Department of Molecular Biology, Lewis-Sigler Institute for Integrative Genomics, Princeton University, 148 Carl Icahn Laboratory, Washington Road, Princeton, New Jersey 08544, USA.
Department of Life Sciences and School of Interdisciplinary Bioscience and Bioengineering, Pohang University of Science and Technology, Pohang, Gyeongbuk 790-784, Republic of Korea.
Department of New Biology, DGIST, Daegu 42988, Republic of Korea.
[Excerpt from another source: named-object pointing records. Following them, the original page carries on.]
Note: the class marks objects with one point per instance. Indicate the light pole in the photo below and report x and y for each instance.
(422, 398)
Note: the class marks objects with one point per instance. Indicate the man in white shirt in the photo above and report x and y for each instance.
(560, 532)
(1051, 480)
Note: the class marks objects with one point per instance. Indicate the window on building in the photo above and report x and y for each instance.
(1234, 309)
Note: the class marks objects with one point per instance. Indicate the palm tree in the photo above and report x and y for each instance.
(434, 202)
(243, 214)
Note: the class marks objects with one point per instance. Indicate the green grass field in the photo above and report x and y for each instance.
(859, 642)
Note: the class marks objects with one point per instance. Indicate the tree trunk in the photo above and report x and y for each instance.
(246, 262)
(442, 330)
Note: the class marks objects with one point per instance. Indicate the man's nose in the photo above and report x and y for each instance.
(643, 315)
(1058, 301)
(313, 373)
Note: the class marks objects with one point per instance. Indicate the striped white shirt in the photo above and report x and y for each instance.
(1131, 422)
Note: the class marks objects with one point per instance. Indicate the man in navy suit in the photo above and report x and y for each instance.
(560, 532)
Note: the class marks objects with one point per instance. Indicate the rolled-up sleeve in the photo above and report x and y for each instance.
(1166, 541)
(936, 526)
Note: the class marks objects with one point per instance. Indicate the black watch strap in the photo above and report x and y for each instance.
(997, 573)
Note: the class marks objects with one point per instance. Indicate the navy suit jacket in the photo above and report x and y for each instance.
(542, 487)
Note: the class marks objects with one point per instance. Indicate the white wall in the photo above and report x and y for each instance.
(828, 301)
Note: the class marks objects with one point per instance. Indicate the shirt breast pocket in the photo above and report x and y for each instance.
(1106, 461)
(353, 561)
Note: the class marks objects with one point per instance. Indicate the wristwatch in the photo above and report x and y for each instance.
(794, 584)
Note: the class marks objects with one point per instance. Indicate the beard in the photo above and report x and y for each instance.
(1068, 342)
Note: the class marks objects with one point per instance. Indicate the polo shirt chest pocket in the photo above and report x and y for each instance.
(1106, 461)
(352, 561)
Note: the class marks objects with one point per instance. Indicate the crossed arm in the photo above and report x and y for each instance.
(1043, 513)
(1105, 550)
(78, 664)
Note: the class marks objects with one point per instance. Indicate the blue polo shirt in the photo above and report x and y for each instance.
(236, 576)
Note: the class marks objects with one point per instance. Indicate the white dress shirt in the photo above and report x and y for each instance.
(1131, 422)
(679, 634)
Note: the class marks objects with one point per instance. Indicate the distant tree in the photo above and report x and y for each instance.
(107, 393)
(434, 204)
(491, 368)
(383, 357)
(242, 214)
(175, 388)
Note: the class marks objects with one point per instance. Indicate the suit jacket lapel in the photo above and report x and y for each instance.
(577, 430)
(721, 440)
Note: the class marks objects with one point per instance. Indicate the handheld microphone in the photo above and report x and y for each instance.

Ageing is marked by physical decline. Caenorhabditis elegans is a valuable model for identifying genetic regulatory mechanisms of ageing and longevity. Here we report a simple method to assess C. elegans' maximum physical ability based on the worms' maximum movement velocity. We show maximum velocity declines with age, correlates well with longevity, accurately reports movement ability and, if measured in mid-adulthood, is predictive of maximal lifespan. Contrary to recent findings, we observe that maximum velocity of worm with mutations in daf-2(e1370) insulin/IGF-1 signalling scales with lifespan. Because of increased odorant receptor expression, daf-2(e1370) mutants prefer food over exploration, causing previous on-food motility assays to underestimate movement ability and, thus, worm health. Finally, a disease-burden analysis of published data reveals that the daf-2(e1370) mutation improves quality of life, and therefore combines lifespan extension with various signs of an increased healthspan.